Rétrospectivement, on a un peu de peine pour Tao Zhao la jeune actrice chinoise qui est montée sur scène aux environs de 16h30 aux côté de son metteur en scène Jia Zhangke. Elle nous a expliqué qu’elle avait n’avait pas encore vu « I WISH I KNEW », le film dont elle était la « vedette »

Jia Zhangke
Jia Zhangke © Radio France

et qu’elle était donc impatiente de le découvrir en notre compagnie… Deux heures et vingt minutes plus tard, on se dit qu’elle a peut-être été un peu déçue de se découvrir aussi peu présente à l’écran et dans le seul rôle d’une figure aussi récurrente que fantomatique. Mais après tout, on se dit que Cannes vaut bien pour une actrice cette petite déception. Jia Zangke nous expliqua, lui, qu’il avait vu et revu son film plus de cent fois avant de le finaliser ! C’est en fait un nouveau documentaire de ce cinéaste chinois qui oscille désormais entre fiction (« THE WORLD » en 2005) et documentaire comme aujourd’hui avec ce superbe travail autour de la l’histoire de la ville de Shangai depuis les années 30. Au total, dix-huit personnes se souviennent pour nous d’une partie de leur vie liée à cette ville. Dix-huit destins particuliers. Dix-huit moments d’Histoire aussi.

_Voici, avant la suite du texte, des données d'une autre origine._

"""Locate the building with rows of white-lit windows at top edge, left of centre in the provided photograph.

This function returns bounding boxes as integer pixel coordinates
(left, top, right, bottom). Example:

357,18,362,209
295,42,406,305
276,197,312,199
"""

Et singulièrement de l’histoire communiste et des purges successives. Récits parfois douloureux, parfois drôles comme ce témoignage d’un apprenti trader chinois. Qu’ils soient cinéastes ou politiciens, révolutionnaires ou réactionnaires, les témoins, interrogés par le cinéaste dans des décors qui eux aussi racontent une histoire, tissent les fils d’un portrait d’une capitale en peine mutation. A la veille de l’Exposition universelle, ce film prend une dimension plus que singulière. D’un récit fragmenté, on reconstitue peu à peu la forme et l’identité d’une ville qu’on connaît peu ici. C’est l’immense beauté de ce documentaire que de passer par ces histoires plurielles pour nous faire toucher du doigt le ou les passés plus précisément de Shangai. Présenté dans la sélection « Un certain regard », ce « I WISH I KNEW » se dévore comme un livre d’histoires que JIa Zhangke met en scène à l’aide d’une caméra presque caressante, jamais pesante et qui prend le temps d’observer les visages aussi bien que les objets, les chantiers, les immeubles, les trains,… Quant aux regards croisés tout au long de ce film envoûtant, ils continuent de vivre dans la mémoire du spectateur définitivement heureux de cette rencontre avec quelques personnages remarquables.